Of course the eyes of the world were fixed on London throughout all the tumult more than any other city—save for maybe Kyiv—reminding everyone that London is spectacular and it’s been a really long while since they visited. Not that the city’s promotion engine was waning. The city still tops our Promotions category, coming out in front for Insta hashtags, Facebook (or is it Meta) check-ins and TripAdvisor reviews.
Fortunately the city is almost back to pre-pandemic capacity, if the tube is any indication. The London Underground Night Tube reopened over the summer while certain lines are slowly restoring all service, with the Piccadilly line the last to have come online in August.
Despite much-warranted hand-wringing about the flight of talent and capital due to the pall of Brexit (and the follow-up specter of an airborne pandemic), London is hanging in just fine, relying on a dipping currency to attract investment and, of course, previously priced-out tourists. And new residents. New wealthy residents who can now afford to check off a big item on the multi-millionaire bucket list: property in the best city on the planet.
An astonishing 61 luxury London properties—each worth $11.5 million or more—were sold in the first six months of 2022, which was the highest number in a decade.
The highest-profile new residents include Instagram CEO Adam Mosseri, who may have come for the most #1 rankings of any city in our Top 100—from Culture to Nightlife, but stayed for another of London’s assets: the best-educated citizenry on the planet. And available at a relative discount to Silicon Valley and New York.
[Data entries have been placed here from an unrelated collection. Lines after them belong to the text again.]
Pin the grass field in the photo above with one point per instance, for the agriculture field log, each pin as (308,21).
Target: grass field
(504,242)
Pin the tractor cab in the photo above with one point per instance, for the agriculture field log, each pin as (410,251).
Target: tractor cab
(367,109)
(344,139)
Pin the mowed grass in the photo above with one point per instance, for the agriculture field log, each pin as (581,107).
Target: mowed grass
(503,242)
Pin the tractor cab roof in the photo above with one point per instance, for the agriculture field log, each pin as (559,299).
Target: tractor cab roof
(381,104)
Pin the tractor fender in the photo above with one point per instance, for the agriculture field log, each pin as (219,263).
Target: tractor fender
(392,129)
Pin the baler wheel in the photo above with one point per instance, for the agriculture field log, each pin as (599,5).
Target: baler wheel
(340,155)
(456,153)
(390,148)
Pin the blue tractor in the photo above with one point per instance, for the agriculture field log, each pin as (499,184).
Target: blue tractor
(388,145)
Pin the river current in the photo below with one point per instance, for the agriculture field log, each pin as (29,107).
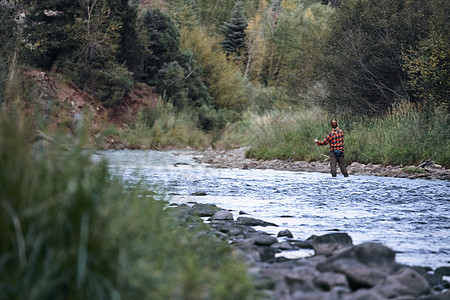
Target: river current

As much is confirmed by salary site Glassdoor, which estimates an average Meta software engineer in London can expect to earn just over $102,000 versus $169,000 in San Francisco. The tech giant is in the process of building its largest global engineering base in two offices in London’s King’s Cross neighborhood. The first, at 11-21 Canal Reach, opened in early 2022 after a three-year build designed by Bennetts Associates with interiors by TP Bennett based on a concept design by Gehry Partners. A second building opened a few months later to bring the new office space to 425,000 square feet. Plus, of course, a 42,000-square-foot rooftop park for what will likely be almost 10,000 employees in a few years.
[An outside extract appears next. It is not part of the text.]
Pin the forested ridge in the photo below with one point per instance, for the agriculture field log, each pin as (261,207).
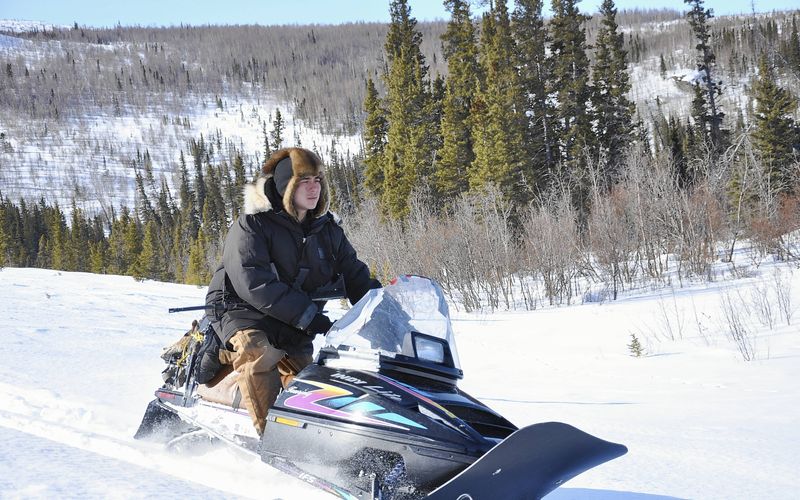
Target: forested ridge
(517,159)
Another reason for Meta’s entrenchment? Mortal enemy TikTok has prioritized London for years and just started a 15-year lease on an entire office block at Farringdon Crossrail station.
These seismic moves have dislodged the pandemic blockage for the global investment torrent into London. According to fDi Markets, the Financial Times’ foreign investment tracker, London has pulled in the most foreign direct investments into tech from international companies since 2018, ahead of New York, Singapore and Dubai.
Of course none of this happens without the sustained facilitation of London & Partners, London’s official publicity arm, and the economic development organization that works to offer financial perks for all that relocation.
Recent tax incentives have included the lowest corporation tax rate among G7 countries and a cornucopia of research and development tax credits.
A recent report from real estate firm Cushman & Wakefield illustrated the run on London: of the 398 central London leasing transactions over 5,000 square feet in 2021, 59 were new businesses setting up for the first time or those relocating from outside London—the highest number ever recorded since tracking began in 2013. Another, more disturbing metric of tech and foreign investment into the city?
An electricity shortage, specifically pressure on the grid in West London, made worse by energy-sucking data centers being built along the M4 corridor in the past few years. According to the Financial Times, “major new applicants to the distribution network … including housing developments, commercial premises and industrial activities will have to wait several years to receive new electricity connections.”
If all those newcomers can’t cook at home, they came to the right place, especially these days, when the culinary industry is being reborn after dozens of the city’s most iconic restaurants shuttered over the pandemic. The city with the fourth-best restaurants on the planet is buzzing again with big-name openings like Dubai-based izakaya-style restaurant Kinoya in Harrods. There are hundreds of other rooms soon joining this increasingly daring culinary destination serving—and welcoming the world once more.